I was looking for a cheap budget sup to go along with my polk audio speakers (monitor 60 floor standing) and ended up buying the BIC F-12. It has done me very well and for the money I am still very pleased. I planned on buying two of these subs but something came up and I need the money to go else where. I now have the money to purchase the second sub I was planning to get. My question is would it be better to buy the same sub as I currently own or would a different sub such as the BIC V-1220 be a better choice just because of the different woofer position. It is basically the same sub but it down fires rather then my current front firing F-12. I obviously am not well educated so a little input would be appreciated.


----------



## eugovector (Sep 4, 2006)

Generally speaking, if you're using an auto EQ like Audyssey, you're going to want identical/identically performing subs. This ensures that audyssey won't boost frequencies that can be handled by one sub, but over drive the other. Of course, if your second sub goes lower, louder, cleaner than your first, the limiting factor won't be the sub you're buying, but the sub you already own.

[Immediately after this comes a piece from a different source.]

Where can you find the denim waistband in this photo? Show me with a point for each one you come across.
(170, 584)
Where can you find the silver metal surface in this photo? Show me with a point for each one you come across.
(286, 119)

I'm not familiar with the Bics except that the brand was well loved around the internet many years ago for it's bang/buck ratio. I'm not sure if their designs have held up among new offerings from other manufacturers.


----------



## tesseract (Aug 9, 2010)

The BIC F12 was well received at a recent GTG I attended, although I missed listening to it.

There were some big players at this gathering, so that speaks well for the BIC!


----------